EX-4 2 lnkb-ex4_5.htm EX-4.5 EX-4

Exhibit 4.5

 

 

DESCRIPTION OF COMMONSTOCK OF LINKBANCORP, INC.

 

General

LINKBANCORP, Inc. (“LINK”) has 25,000,000 shares of authorized capital stock, consisting of 20,000,000 shares of common stock, par value $0.01 per share and 5,000,000 shares of preferred stock, no par value per share.As of March 28, 2023, there were 16,221,692 shares of LINK common stock and no shares of LINK preferred stock outstanding. Each share of LINK common stock has the same relative rights as, and is identical in all respects to, each other share of common stock.

 

Common Stock

Dividends. Holders of shares of LINK common stock are entitled to receive dividends when and as declared by the LINK board of directors out of funds legally available therefore. LINK’s ability to pay dividends is dependent on its earnings and financial condition and subject to certain restrictions imposed by state and federal laws.

 

Voting Rights. The holders of our common stock have exclusive voting rights in LINK. They elect LINK’s board of directors and act on other matters as are required to be presented to them under Pennsylvania law or as are otherwise presented to them by the board of directors. Generally, each holder of LINK common stock is entitled to one vote per share and does not have any right to cumulate votes in the election of directors.

 

Liquidation or Dissolution. In the unlikely event of liquidation, dissolution or winding up of LINK, the holders of its common stock would be entitled to receive, after payment or provision for payment of all its debts and liabilities, all of the assets of LINK available for distribution.

 

Preemptive Rights. Holders of the common stock of LINK will not be entitled to preemptive rights with respect to any shares that may be issued. The common stock is not subject to redemption.

 

Listing. LINK common stock is listed on the NASDAQ Capital Market under the symbol “LNKB.” The transfer agent for LINK common stock is American Stock Transfer & Trust Company LLC.

 

Restrictions on Acquisition of LINKBANCORP, Inc.

 

The following discussion is a general summary of the material provisions of Pennsylvania law, our Articles of Incorporation and Bylaws and certain other regulatory provisions that may be deemed to have an “anti-takeover” effect. The following description is necessarily general and is not intended to be a complete description of the document or regulatory provision in question.

 

Pennsylvania Law and LINK’s Articles of Incorporation and Bylaws

 

Authorized but Unissued Stock. The authorized but unissued shares of common stock and preferred stock will be available for future issuance without shareholder approval. These additional shares may be used for a variety of corporate purposes, including future private or public offerings to raise additional capital, corporate acquisitions, and employee benefit plans.

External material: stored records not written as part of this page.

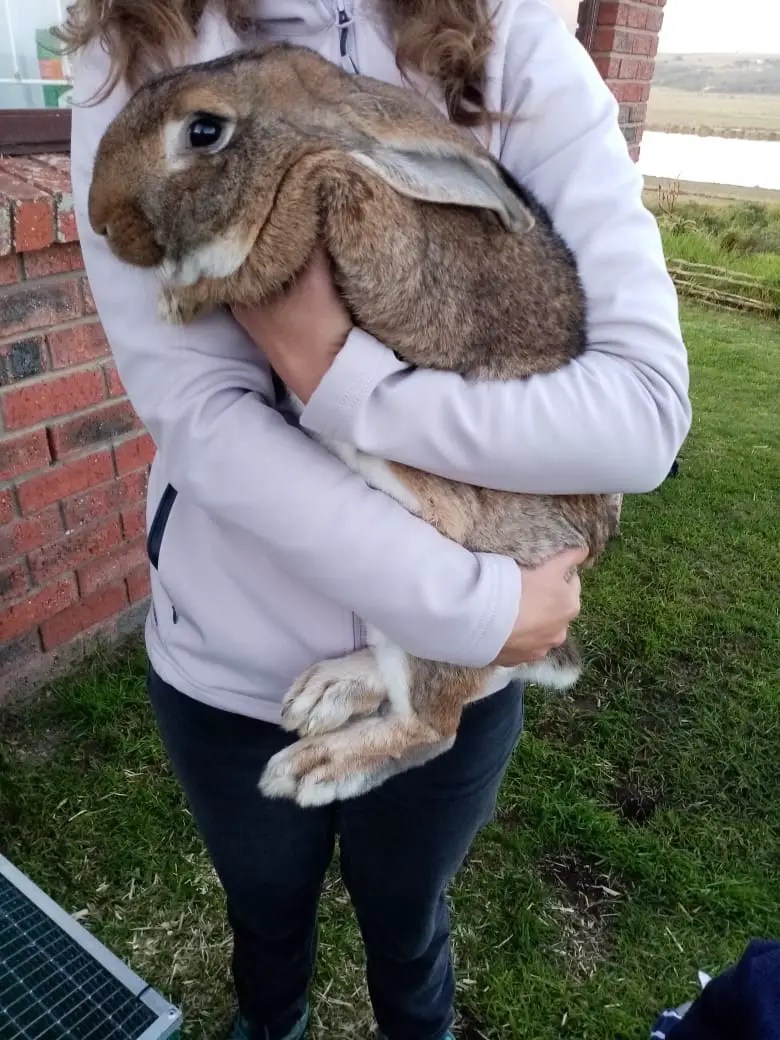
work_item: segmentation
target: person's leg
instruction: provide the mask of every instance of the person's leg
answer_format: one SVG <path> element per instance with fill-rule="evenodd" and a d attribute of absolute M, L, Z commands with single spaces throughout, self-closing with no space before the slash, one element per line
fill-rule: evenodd
<path fill-rule="evenodd" d="M 201 704 L 153 672 L 148 688 L 227 895 L 233 977 L 248 1040 L 295 1035 L 306 1011 L 334 812 L 261 795 L 257 783 L 266 762 L 292 739 L 277 726 Z"/>
<path fill-rule="evenodd" d="M 452 750 L 338 809 L 341 866 L 388 1040 L 441 1040 L 455 980 L 446 890 L 495 808 L 523 725 L 519 686 L 466 709 Z"/>

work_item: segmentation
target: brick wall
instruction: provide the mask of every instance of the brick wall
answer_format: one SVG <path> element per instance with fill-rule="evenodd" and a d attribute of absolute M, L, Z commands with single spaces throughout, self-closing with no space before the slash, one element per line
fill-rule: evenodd
<path fill-rule="evenodd" d="M 639 158 L 665 4 L 601 0 L 590 42 L 596 67 L 620 103 L 620 123 L 634 159 Z"/>
<path fill-rule="evenodd" d="M 0 699 L 140 624 L 151 440 L 84 276 L 64 157 L 0 159 Z"/>

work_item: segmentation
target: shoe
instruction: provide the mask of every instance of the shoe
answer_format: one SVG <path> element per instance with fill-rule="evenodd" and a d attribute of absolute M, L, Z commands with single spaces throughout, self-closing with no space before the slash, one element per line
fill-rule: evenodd
<path fill-rule="evenodd" d="M 287 1033 L 286 1036 L 283 1036 L 281 1040 L 303 1040 L 306 1036 L 308 1026 L 309 1009 L 306 1008 L 290 1032 Z M 250 1026 L 243 1015 L 237 1014 L 233 1019 L 233 1026 L 230 1031 L 229 1040 L 251 1040 Z"/>
<path fill-rule="evenodd" d="M 382 1033 L 377 1033 L 377 1040 L 386 1040 L 386 1037 Z M 455 1034 L 452 1030 L 448 1029 L 441 1040 L 455 1040 Z"/>

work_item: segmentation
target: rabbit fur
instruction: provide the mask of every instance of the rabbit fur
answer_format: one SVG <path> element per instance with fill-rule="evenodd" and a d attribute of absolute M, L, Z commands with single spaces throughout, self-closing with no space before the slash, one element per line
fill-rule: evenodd
<path fill-rule="evenodd" d="M 273 44 L 163 74 L 107 129 L 90 222 L 114 253 L 158 269 L 168 320 L 254 305 L 322 242 L 356 325 L 409 365 L 469 379 L 551 372 L 585 348 L 576 264 L 538 202 L 410 90 Z M 621 496 L 510 494 L 328 444 L 372 487 L 470 550 L 533 567 L 567 548 L 595 561 Z M 496 666 L 369 647 L 314 665 L 287 693 L 301 739 L 268 763 L 270 796 L 362 794 L 453 743 Z M 553 688 L 578 678 L 571 642 L 504 669 Z"/>

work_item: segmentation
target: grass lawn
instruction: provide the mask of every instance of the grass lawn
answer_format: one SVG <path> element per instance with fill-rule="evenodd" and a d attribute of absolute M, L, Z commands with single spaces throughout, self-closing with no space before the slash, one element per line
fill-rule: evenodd
<path fill-rule="evenodd" d="M 651 200 L 667 257 L 760 278 L 766 298 L 780 301 L 780 207 L 759 202 L 702 206 L 673 194 L 674 187 L 666 206 L 657 196 Z"/>
<path fill-rule="evenodd" d="M 685 310 L 680 475 L 586 580 L 576 696 L 529 696 L 500 811 L 453 892 L 462 1040 L 639 1040 L 696 970 L 780 937 L 780 336 Z M 147 711 L 139 650 L 0 717 L 0 846 L 151 983 L 186 1036 L 230 1010 L 220 893 Z M 368 1035 L 334 875 L 314 1036 Z"/>

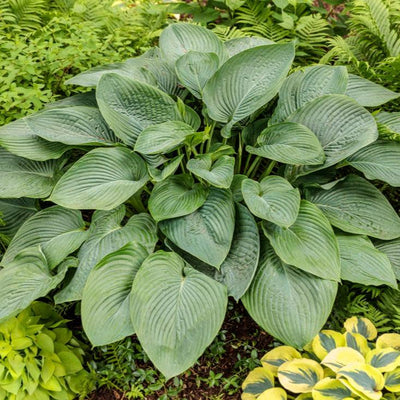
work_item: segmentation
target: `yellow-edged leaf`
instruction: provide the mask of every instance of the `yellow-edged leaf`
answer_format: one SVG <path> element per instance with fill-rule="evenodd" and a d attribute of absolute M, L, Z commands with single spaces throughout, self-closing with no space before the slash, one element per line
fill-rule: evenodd
<path fill-rule="evenodd" d="M 284 362 L 293 360 L 294 358 L 301 358 L 301 354 L 294 347 L 279 346 L 265 354 L 261 359 L 261 364 L 276 375 L 278 368 Z"/>
<path fill-rule="evenodd" d="M 385 375 L 385 388 L 390 392 L 400 392 L 400 368 L 387 372 Z"/>
<path fill-rule="evenodd" d="M 321 365 L 307 358 L 286 361 L 278 368 L 279 382 L 293 393 L 311 392 L 323 377 L 324 370 Z"/>
<path fill-rule="evenodd" d="M 242 400 L 255 400 L 267 389 L 274 387 L 274 376 L 263 367 L 254 368 L 242 384 Z"/>
<path fill-rule="evenodd" d="M 314 400 L 343 400 L 351 396 L 351 390 L 338 379 L 324 378 L 312 391 Z"/>
<path fill-rule="evenodd" d="M 324 359 L 330 351 L 345 346 L 346 340 L 340 332 L 324 330 L 312 341 L 312 351 L 320 359 Z"/>
<path fill-rule="evenodd" d="M 330 368 L 324 368 L 324 378 L 336 378 L 336 372 Z"/>
<path fill-rule="evenodd" d="M 282 388 L 272 388 L 261 393 L 257 400 L 287 400 L 287 394 Z"/>
<path fill-rule="evenodd" d="M 357 350 L 364 357 L 371 350 L 370 347 L 368 346 L 367 339 L 363 335 L 361 335 L 360 333 L 346 332 L 344 334 L 344 337 L 346 339 L 346 346 L 347 347 L 351 347 L 354 350 Z"/>
<path fill-rule="evenodd" d="M 312 393 L 299 394 L 295 400 L 313 400 Z"/>
<path fill-rule="evenodd" d="M 376 340 L 377 349 L 386 349 L 391 347 L 395 350 L 400 350 L 400 335 L 398 333 L 384 333 Z"/>
<path fill-rule="evenodd" d="M 400 366 L 400 351 L 391 347 L 374 349 L 366 355 L 365 360 L 381 372 L 390 372 Z"/>
<path fill-rule="evenodd" d="M 385 385 L 383 375 L 373 366 L 365 363 L 354 363 L 338 371 L 338 379 L 353 394 L 363 399 L 379 400 Z"/>
<path fill-rule="evenodd" d="M 321 364 L 330 368 L 334 372 L 338 372 L 341 368 L 353 363 L 364 363 L 363 355 L 351 347 L 338 347 L 329 352 L 329 354 L 321 361 Z"/>
<path fill-rule="evenodd" d="M 374 340 L 378 335 L 374 324 L 368 318 L 364 317 L 352 317 L 347 319 L 344 323 L 344 328 L 347 332 L 359 333 L 367 340 Z"/>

The existence of authorized but unissued and unreserved shares of common stock and preferred stock may enable the board of directors to issue shares to persons friendly to current management, which could render more difficult or discourage any attempt to obtain control of LINK by means such as a proxy contest, tender offer, or merger, and thereby protect the continuity of LINK’s management.

 

No Cumulative Voting. The LINK articles of incorporation do not provide for cumulative voting for the election of directors.

 

Shareholder Nominations and Proposals. The LINK bylaws provide that any shareholder desiring to make a nomination for the election of directors or a proposal for new business at an annual meeting of shareholders must submit written notice to LINK at least 90 days and not more than 120 days prior to the anniversary date of the previous year’s annual meeting.

 

Special Meetings of Shareholders. For a special shareholders’ meeting to be called by shareholders, Pennsylvania law requires the request of holders of at least 20% of the outstanding shares of LINK’s common stock entitled to vote at a meeting to call a special shareholders’ meeting.

 

Removing Directors from Office. The LINK bylaws provide that directors may be removed for cause by the affirmative vote of the holders of at least a majority of the votes cast of LINK’s common stock entitled to vote generally in the election of directors.

 

Bylaw Amendments. The LINK bylaws require that any shareholder amendments to the LINK bylaws be approved by the affirmative vote of the holders of two-thirds of the issued and outstanding shares of LINK entitled to vote at such meeting. The board


of directors of LINK may also make, amend, or repeal the LINK bylaws at any regular or special meeting of the Board of Directors at which a quorum is present, by a majority vote of the members attending, except with respect to any provision that the LINK articles of incorporation, the LINK bylaws, or Pennsylvania law requires action by the shareholders and is subject to the power of the shareholders to change such action.

 

Approval of Certain Transactions. Under the LINK articles of incorporation, any merger, consolidation, liquidation or dissolution of LINK, or any action that would result in the sale or disposition of all or substantially all of LINK’s assets, is subject to a heightened shareholder vote standard, requiring the affirmative vote of the holders of at least 75% of the outstanding shares of common stock of LINK, unless two-thirds of LINK’s board of directors has previously approved the transaction. Additionally, the provision in the LINK articles of incorporation that sets forth this requirement may not be amended unless the amendment is approved by 75% of the outstanding shares of the common stock of LINK.

 

Change in Control Law and Regulations. Under the Change in Bank Control Act, a federal law, no person may acquire control of an insured bank or its parent holding company unless the Federal Reserve Board has been given 60 days’ prior written notice and has not issued a notice disapproving the proposed acquisition. The Federal Reserve Board takes into consideration certain factors, including the financial and managerial resources of the acquirer and the competitive effects of the acquisition. In addition, federal regulations provide that no company may acquire control of a bank without the prior approval of the Federal Reserve Board. Any company that acquires such control becomes a “bank holding company” subject to registration, examination and regulation by the Federal Reserve Board. Control, as defined under federal law, means ownership, control of or holding irrevocable proxies representing more than 25% of any class of voting stock, control in any manner of the election of a majority of the company’s directors, or a determination by the Federal Reserve Board that the acquirer has the power to direct, or directly or indirectly exercise a controlling influence over, the management or policies of the institution. Acquisition of more than 10% of any class of a bank holding company’s voting stock constitutes a rebuttable determination of control under the regulations under certain circumstances including where, as is the case with LINK, the issuer has registered securities under Section 12 of the Securities Exchange Act of 1934. Federal Reserve Board regulations provide that parties seeking to rebut control will be provided an opportunity to do so in writing.